Every successful person has a painful story behind it. For the richest real estate lady, Dorothy Herman, her path to riches included dealing with childhood traumas and having to raise her siblings at a very young age.
Dottie(her nickname), has been on the list of Forbes annual richest self-made women, not once, with an estimated net worth of $270 million. Her journey in the real estate industry started back in the 1990s as a broker then later started building with first PrudentialLong Island Realty.
Later, Dottie opted out and joined with storied brokerage house Douglas Elliman.
In one of her interviews with Forbes, Herman said that “You have to be passionate about what to do. Not that I grew up and wanted to be a real estate person. I didn’t. But opportunity presents itself and I think most people don’t take advantage of it or they’re afraid to. They are afraid of failing. I was not,”

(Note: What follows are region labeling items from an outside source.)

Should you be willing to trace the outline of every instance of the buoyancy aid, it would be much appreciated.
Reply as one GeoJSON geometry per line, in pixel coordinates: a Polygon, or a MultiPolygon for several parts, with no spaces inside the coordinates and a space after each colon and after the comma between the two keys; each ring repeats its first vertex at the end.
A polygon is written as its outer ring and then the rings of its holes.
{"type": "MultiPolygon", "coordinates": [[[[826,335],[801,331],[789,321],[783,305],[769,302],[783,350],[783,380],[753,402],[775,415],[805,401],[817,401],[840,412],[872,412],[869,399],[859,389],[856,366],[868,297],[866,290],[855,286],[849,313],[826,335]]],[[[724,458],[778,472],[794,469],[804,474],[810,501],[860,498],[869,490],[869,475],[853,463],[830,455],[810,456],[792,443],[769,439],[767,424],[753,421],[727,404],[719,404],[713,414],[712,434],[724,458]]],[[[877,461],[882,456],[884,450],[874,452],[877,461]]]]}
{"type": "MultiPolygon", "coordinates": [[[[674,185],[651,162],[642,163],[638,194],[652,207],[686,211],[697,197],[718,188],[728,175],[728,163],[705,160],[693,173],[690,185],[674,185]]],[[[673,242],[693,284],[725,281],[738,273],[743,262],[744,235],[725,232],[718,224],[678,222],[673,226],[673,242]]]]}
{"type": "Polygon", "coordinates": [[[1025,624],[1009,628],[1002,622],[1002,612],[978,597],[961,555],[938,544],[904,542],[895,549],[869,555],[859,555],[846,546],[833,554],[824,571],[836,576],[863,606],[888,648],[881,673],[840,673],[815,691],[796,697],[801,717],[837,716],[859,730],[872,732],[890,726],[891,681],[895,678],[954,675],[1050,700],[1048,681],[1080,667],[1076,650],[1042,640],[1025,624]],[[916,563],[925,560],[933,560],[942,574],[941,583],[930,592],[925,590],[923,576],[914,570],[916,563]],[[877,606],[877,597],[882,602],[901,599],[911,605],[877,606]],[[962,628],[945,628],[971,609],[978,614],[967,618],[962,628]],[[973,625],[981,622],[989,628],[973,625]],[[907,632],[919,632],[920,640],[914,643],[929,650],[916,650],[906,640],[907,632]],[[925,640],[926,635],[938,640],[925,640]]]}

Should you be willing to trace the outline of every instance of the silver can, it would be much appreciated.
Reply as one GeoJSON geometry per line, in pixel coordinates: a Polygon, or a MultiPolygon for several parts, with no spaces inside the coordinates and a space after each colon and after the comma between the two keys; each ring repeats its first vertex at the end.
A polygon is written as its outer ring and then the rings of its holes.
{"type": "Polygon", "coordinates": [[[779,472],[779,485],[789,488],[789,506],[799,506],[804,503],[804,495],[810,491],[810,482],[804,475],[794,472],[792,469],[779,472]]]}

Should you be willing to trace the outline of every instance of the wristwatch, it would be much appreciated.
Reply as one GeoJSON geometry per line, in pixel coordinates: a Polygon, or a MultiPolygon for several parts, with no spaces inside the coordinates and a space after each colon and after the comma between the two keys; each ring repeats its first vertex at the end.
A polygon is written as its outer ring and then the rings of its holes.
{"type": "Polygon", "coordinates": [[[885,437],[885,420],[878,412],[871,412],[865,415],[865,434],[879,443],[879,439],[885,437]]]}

The 67years old has made riches selling multi-million dollar homes to New York’s elite in the Hamptons and Manhattan. Later, Dottie climbed into the pinnacle of the real estate industry when she became the CEO and co-owner of Douglas Elliman, the third largest real estate in America. Dottie led the company in selling $22 billion worth of homes in 2015, making a profit of $600 million in sales. The company is also known for creating job opportunities to over 6,000 agents across 85 nations in the world.
Howard Lorber, Herman’s business partner and the CEO of publicly-traded holding company Vector Group, was the person who bought Douglas Elliman for $72 million back in the year 2003. Back then the company netted $100 million in sales having sold $4 billion worth of homes.
One of her activities in the real estate sector is her partnership with Knight Frank’s outfit in London to attract international buyers. Dottie has achieved multiple awards, her company being the biggest in New York City.
However, Dotties’ life has had its ups and downs. When she was 10, her family was involved in a car crash while heading back from a vacation in Vermont. In the accident, she lost her mother and left her father disabled. Herman then had to deal with seizure for the next few years after being thrown out from the car during the accident.
No matter the hardship Dottie faced after the death of her mother, she chose to press on while taking care of her younger siblings and looking after her father who was still recovering. “You can either be a victim or you can take a day or two, cry, and then get back in the game,” she said.